A controversial decision
From a copyright perspective, the Authority’s decision is controversial for two reasons. First, because it fails to establish the applicability of French law to the alleged training of Gemini despite contrasting levels of copyright protections when protected content is used in AI training around the world. Second, because it widens the 2019 Law Information Requirement to situations where the right of press publishers might be covered by a copyright exception and therefore not subject to their authorisation.
First, it is interesting to note the statement from the Authority according to which it wasn’t able to determine where the training of Gemini took place (see footnote no. 3). The Authority, however, doesn’t seem to draw any conclusion from it and goes on to discuss how Google breached its Commitments by not complying with the right of press publisher’s to opt out, a possibility that has been left to rightsholders by EU law, but which does not have an equivalent in other legal systems. By applying French law to activities which might have been conducted in a jurisdiction with a different copyright standard, the Authority is taking yet another leap into the copyright arena, a move that many will see as going above and beyond the Authority’s scope of competence.
Second, the Authority’s decision seemingly widens the 2019 Law Information Requirement to situations where the right of press publishers is covered by a copyright exception and therefore not subject to their authorisation, an obligation that is absent from the EUCD and that has just only emerged from the EU AI Act4, anticipated to come into effect in 2026. The impatience thereby signalled by the Authority has been welcomed by rightsholders but without a current legal basis to support it, it appears difficult to reconcile the decision with the principles of EU copyright law.
In a world of life-changing and fast-moving technological developments, the narrative of big tech making a living on the back of content holders is gaining considerable momentum and the launch of a sector consultation by the Authority into generative AI will only accelerate it.
- Syndicat des éditeurs de la presse magazine (SEPM), l’Alliance de la presse d’information générale (AGIP) and Agence France Presse (AFP).
- “Google cannot justify its unilateral and systematic position with regard to all press publishers and for all the content included in its search engine, by the fact that its display methods in the form of very short extracts (“snippet”) would, as a matter of principle, escape the scope of application of the 2019 law.
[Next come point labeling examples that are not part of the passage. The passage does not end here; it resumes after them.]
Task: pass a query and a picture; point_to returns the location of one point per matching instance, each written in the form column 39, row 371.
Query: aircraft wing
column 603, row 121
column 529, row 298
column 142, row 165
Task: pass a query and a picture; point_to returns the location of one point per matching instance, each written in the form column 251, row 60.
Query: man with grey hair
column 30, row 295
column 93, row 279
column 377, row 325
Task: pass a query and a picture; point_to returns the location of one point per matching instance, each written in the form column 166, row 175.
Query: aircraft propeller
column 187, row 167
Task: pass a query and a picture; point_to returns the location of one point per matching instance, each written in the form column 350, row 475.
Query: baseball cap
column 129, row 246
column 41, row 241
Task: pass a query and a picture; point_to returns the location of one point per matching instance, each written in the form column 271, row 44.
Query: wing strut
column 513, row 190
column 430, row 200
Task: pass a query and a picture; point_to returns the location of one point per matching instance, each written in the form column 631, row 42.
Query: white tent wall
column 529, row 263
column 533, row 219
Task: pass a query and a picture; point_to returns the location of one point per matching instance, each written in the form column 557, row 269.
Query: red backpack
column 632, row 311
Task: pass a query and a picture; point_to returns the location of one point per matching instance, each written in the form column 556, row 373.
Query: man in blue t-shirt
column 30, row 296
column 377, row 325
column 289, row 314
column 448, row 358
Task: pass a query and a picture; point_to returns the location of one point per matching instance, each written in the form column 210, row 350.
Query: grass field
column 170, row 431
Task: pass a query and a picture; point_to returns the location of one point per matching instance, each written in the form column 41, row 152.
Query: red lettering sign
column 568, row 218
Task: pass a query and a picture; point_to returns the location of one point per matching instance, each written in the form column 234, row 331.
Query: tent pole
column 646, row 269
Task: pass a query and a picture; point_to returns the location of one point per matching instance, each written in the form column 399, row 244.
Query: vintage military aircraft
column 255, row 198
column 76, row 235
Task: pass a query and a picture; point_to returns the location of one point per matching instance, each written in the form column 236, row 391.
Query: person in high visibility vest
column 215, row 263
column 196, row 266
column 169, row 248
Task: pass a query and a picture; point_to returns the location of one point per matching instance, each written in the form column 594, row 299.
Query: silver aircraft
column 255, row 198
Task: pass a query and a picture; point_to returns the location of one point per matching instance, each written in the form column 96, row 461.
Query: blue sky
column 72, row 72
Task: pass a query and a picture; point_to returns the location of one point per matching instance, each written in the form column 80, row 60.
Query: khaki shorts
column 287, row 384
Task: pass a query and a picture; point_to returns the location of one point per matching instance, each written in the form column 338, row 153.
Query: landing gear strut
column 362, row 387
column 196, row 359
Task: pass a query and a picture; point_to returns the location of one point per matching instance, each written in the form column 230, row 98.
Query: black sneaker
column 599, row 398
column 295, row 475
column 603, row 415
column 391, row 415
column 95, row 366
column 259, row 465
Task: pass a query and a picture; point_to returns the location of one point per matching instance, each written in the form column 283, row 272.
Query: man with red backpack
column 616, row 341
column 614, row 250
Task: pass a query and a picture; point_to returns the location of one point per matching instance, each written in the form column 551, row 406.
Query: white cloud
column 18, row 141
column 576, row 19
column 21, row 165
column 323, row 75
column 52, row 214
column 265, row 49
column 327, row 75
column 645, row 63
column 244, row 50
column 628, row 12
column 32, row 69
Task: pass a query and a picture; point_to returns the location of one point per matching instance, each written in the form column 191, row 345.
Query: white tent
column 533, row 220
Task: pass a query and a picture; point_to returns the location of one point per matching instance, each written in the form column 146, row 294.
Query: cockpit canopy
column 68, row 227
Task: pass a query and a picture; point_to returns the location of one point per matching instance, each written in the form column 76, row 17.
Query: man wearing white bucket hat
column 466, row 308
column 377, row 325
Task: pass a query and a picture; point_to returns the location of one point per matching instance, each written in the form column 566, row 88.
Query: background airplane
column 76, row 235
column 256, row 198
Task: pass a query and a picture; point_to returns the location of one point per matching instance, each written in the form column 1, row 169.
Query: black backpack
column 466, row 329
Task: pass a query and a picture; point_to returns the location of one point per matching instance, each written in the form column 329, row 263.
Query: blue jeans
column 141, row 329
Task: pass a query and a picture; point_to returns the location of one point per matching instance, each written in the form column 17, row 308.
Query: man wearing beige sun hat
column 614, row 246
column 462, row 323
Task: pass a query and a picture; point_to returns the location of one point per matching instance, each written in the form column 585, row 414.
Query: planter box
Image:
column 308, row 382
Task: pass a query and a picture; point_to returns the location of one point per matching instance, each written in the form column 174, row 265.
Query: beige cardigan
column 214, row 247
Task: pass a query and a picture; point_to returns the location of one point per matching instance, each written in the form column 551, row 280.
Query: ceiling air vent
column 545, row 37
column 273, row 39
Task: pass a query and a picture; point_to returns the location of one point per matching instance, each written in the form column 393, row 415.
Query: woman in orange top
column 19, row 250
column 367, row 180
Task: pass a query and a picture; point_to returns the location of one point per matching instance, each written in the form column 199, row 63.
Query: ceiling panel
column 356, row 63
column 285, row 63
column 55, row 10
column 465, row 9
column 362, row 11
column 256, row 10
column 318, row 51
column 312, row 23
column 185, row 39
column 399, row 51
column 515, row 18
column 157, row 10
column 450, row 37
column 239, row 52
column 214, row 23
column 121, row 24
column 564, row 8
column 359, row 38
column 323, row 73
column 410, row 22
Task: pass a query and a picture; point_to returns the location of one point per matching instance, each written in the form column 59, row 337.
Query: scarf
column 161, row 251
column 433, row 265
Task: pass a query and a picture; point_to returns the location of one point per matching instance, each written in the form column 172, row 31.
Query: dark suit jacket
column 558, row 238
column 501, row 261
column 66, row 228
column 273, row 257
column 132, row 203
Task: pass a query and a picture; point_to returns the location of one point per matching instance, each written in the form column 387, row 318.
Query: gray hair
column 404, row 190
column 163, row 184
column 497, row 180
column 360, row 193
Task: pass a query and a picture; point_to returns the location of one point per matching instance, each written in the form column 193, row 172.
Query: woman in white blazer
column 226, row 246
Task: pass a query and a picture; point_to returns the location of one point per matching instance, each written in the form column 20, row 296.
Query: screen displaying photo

Indeed, by turning the exception […] into a general principle, Google is likely to have subjected publishers and news agencies to unfair conditions by depriving them of the benefit of the 2019 law, whose useful effect it has neutralised.”
- “[…] without specifying, even though this information was explicitly requested, whether the press content originated from France or abroad”, para. 166, Decision 24-D-03 of 15 March 2024, available online.